Nationalism Doesn’t Really Exist

One of the major selling point for NBC and the other major networks is this prevailing idea that the Olympics are suppose to embody nationalistic pride. Sorry, but the idea of nationalism has always been hyped by the major networks in order to spike ratings. Olympians have been training nonstop since they were six years old simply because they aspire to one day win a Gold Medal. The sixteen year old gymnast Shawn Johnson of Iowa trained daily to compete in the Olympics and win a gold medal, not to serve the United State of America. People who serve the United States are the troops fighting overseas in Iraq, Afghanistan, and other hostile nations. They are the ones who embody the nationalistic spirit, as they continue to sacrifice their lives to protect us Americans.

On the other hand, Olympians are simply athletes who aspire to compete on one of the world’s largest stages and meet their individual goals. In search of reaching these goals, it is now common for athletes to represent countries in which they have little to no affiliation with. American athletes such as Chris Kaman (born in Michigan) and Becky Hammon (born in South Dakota), were unable to make the United States basketball teams, and as a result, chased their dreams of winning a gold medal with Germany and Russia respectively. None of these athletes are remotely concerned with the nationalism aspect of the Olympics and neither should you.

No Rivalries

There was a point in time where nationalism was an underlying theme during the Olympic Games. When the American hockey team faced off against the big, bad communists from the Soviet Union, it meant more than the standard hockey game. It was a battle of ideologies, Capitalism versus Communism, as both countries sought to gain a leg up on one another through sports. However, with the Soviet Union’s collapse in 1991, there are currently no major rivalries between the United States and the other world powers. While we may not be allies with every single country competing in the games, there is no real hatred that exists between the United States or any other nation. As a result of the lack of rivalries, the games lose their competitive feel that once existed between the democratic nations of the United States, Great Britain, and Australia, and the communist countries of the Soviet Union and Cuba.

It’s taped delayed

As Michael Phelps was competing for his eight gold medal last Saturday, I got a text from a friend of mine who told me that Phelps indeed was successful in his quest to win that medal. Make no mistake about it, I was not happy to learn the results of the race before I even had a chance to watch it. That being said, I could have cut myself off from all technology (computer, cell phone, television, radio, etc.), but I have made it clear that I do not want to change my lifestyle in order to watch taped-delayed Olympic events. I do not want to turn the radio off in my car or leave my cell phone in my desk just so I can avoid learning the results of these various events. Watching a taped delayed event is like watching a murder mystery in which you already know what will happen next. It takes all of the fun out of watching a sporting event.
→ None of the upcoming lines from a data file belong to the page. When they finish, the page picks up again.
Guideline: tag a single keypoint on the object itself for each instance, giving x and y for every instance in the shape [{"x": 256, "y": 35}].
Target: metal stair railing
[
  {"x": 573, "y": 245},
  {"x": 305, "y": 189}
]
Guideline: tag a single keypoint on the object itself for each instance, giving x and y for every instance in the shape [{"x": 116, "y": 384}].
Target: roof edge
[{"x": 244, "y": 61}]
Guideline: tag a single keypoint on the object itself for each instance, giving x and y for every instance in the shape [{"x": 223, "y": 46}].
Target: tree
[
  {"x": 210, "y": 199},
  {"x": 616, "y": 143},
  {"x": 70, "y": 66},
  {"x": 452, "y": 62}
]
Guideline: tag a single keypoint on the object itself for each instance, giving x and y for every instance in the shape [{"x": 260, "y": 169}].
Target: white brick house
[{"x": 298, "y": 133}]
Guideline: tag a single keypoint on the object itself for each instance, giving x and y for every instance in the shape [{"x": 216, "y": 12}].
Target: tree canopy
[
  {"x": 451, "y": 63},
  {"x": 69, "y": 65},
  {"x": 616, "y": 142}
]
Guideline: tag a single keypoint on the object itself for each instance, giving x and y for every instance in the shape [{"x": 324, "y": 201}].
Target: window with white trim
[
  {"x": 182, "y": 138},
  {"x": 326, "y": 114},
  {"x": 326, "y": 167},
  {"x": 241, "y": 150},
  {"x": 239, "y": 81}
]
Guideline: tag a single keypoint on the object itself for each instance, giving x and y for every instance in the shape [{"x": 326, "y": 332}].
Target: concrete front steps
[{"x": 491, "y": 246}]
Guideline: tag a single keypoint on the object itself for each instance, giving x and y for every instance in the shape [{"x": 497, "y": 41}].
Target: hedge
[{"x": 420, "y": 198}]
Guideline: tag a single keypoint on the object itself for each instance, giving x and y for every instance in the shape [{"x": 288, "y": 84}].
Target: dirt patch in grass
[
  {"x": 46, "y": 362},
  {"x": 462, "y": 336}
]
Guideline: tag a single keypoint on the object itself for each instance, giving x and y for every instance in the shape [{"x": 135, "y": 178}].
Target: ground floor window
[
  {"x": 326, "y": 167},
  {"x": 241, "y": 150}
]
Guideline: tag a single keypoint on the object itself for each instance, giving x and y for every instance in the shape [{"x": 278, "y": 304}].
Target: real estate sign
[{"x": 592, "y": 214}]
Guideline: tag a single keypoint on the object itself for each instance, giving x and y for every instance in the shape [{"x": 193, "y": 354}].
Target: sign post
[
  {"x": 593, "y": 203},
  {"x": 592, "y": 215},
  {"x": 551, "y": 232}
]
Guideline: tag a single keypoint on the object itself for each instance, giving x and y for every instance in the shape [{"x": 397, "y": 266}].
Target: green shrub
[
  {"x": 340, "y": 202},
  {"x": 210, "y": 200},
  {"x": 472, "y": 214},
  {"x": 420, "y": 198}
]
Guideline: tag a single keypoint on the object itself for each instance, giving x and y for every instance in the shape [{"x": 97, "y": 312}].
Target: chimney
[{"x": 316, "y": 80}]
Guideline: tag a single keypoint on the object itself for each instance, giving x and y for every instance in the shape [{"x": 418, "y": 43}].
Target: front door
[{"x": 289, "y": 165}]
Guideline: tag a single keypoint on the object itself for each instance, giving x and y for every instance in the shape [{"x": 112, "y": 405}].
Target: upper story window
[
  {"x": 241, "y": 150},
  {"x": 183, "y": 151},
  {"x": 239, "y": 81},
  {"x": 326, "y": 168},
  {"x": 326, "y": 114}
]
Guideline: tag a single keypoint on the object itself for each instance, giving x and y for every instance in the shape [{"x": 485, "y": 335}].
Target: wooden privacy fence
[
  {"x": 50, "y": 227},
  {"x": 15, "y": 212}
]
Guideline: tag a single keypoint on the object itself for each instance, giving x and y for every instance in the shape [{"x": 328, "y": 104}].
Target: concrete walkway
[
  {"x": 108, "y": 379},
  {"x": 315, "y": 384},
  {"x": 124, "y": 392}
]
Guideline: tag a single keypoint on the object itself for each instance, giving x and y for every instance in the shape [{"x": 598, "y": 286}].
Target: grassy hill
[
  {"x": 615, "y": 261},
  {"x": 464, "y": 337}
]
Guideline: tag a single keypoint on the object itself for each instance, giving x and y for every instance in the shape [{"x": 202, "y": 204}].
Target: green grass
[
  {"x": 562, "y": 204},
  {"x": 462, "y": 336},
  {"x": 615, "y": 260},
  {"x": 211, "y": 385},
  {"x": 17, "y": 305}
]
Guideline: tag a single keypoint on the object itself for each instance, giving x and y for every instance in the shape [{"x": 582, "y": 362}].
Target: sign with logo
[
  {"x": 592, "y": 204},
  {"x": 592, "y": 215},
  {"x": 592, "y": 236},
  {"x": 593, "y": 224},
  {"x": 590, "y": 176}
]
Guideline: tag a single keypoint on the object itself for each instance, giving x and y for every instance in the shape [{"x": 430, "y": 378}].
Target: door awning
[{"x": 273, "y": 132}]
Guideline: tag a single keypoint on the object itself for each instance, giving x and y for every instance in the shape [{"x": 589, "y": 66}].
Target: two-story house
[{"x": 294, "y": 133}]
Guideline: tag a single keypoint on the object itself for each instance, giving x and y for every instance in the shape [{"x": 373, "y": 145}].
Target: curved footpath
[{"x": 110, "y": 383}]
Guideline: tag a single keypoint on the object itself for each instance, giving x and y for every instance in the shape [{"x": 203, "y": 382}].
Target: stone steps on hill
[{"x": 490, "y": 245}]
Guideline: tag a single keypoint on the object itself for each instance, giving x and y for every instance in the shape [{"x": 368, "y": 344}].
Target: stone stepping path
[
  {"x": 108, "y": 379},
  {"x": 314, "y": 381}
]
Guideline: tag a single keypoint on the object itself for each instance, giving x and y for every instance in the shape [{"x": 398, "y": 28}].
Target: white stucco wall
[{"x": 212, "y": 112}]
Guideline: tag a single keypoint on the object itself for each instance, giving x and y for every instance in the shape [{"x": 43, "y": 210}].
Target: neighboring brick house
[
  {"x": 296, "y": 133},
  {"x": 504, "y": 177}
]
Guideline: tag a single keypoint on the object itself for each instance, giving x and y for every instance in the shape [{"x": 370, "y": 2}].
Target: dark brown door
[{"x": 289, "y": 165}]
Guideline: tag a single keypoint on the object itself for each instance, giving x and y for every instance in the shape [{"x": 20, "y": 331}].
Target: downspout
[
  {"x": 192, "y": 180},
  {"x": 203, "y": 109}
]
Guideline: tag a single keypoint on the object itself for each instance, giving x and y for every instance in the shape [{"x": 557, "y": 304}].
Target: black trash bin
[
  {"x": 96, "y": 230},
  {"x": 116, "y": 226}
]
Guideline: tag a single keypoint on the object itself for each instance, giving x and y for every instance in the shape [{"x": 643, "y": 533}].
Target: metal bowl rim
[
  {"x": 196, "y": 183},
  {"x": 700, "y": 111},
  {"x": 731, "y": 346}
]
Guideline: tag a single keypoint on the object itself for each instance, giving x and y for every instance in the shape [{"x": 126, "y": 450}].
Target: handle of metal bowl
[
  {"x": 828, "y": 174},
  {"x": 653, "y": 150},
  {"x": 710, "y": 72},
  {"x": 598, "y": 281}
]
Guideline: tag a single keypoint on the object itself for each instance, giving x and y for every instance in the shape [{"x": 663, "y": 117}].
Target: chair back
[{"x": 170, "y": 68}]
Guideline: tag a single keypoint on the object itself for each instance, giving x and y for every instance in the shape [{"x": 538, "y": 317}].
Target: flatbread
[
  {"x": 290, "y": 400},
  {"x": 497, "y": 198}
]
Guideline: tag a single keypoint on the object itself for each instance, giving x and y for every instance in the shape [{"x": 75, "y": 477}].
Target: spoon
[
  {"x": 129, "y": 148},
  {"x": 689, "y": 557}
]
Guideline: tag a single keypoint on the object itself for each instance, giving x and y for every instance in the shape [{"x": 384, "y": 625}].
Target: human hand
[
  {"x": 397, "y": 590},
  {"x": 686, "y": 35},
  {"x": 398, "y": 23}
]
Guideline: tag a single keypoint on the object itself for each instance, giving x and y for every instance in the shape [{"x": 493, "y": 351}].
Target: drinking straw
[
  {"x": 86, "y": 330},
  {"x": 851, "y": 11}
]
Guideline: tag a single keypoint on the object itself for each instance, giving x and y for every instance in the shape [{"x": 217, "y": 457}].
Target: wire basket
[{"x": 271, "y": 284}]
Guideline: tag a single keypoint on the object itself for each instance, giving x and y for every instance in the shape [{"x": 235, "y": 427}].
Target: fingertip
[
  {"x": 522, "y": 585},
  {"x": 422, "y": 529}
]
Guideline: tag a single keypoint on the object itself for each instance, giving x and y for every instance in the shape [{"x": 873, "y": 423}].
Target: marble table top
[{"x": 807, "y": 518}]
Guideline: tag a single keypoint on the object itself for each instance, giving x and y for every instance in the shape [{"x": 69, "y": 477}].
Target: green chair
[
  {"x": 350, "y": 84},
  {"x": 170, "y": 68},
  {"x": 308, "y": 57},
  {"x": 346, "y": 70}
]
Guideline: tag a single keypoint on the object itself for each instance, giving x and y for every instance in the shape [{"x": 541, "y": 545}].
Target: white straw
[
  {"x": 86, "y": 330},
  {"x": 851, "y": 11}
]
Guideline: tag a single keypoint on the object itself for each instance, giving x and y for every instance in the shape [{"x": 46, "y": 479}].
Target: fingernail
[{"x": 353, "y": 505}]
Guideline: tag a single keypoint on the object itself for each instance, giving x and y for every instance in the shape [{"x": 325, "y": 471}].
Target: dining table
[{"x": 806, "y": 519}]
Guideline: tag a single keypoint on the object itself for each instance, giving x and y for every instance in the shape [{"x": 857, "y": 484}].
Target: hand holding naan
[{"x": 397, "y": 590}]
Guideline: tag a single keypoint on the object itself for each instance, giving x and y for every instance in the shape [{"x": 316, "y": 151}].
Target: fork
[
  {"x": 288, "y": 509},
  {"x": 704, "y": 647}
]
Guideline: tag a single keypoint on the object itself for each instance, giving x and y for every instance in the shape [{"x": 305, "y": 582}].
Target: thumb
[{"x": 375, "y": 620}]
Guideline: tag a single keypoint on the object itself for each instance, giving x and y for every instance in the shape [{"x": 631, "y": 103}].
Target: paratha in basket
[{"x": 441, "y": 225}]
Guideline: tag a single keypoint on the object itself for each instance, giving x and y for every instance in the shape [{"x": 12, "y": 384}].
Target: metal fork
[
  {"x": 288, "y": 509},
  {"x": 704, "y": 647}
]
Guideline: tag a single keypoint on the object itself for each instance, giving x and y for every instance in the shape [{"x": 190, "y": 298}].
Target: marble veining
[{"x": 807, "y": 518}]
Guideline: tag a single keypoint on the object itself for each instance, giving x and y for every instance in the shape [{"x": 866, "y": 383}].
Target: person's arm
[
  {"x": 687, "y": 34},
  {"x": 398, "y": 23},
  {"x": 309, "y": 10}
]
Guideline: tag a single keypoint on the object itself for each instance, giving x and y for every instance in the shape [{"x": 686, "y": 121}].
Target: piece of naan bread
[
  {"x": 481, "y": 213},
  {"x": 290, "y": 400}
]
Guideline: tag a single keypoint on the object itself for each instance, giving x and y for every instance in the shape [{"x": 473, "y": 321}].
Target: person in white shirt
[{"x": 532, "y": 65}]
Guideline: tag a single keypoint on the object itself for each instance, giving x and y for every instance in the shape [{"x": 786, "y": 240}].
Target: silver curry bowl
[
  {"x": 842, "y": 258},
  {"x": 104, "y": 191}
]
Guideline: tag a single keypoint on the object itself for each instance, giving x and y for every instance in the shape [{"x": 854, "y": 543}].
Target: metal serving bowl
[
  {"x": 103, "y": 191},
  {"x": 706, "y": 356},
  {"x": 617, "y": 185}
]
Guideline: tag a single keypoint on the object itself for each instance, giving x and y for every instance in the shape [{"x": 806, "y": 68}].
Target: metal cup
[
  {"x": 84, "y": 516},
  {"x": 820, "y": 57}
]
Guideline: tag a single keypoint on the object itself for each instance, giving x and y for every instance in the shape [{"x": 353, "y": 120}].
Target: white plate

To make matters worse, NBC has been tape-delaying events with the words “LIVE” written across the upper right portion of the screen. It’s bad enough to be tape-delaying events, but to be lying about makes it even more pathetic. Thanks NBC.

Michael Phelps is the new Brett Favre

While Michael Phelps’ performances have dominated television coverage, the Internet, and newspapers in the United States, there remain other prominent storylines as well. However, American media outlets have decided to one up ESPN’s coverage of the Brett Favre saga by focusing exclusively on Phelps. While Phelps won his eight gold medal on Saturday night, Jamaica’s Usain Bolt broke the world record in the Olympics’ glamour event, the 100m dash, in 9.69 seconds. Despite his electrifying performance, NBC was still following Phelps’s 12,000 calorie diet instead of paying attention to Bolt. One guy breaks a world record, and they’re talking about what one guy eats. Yes, it’s official: Michael Phelps is the new Brett Favre.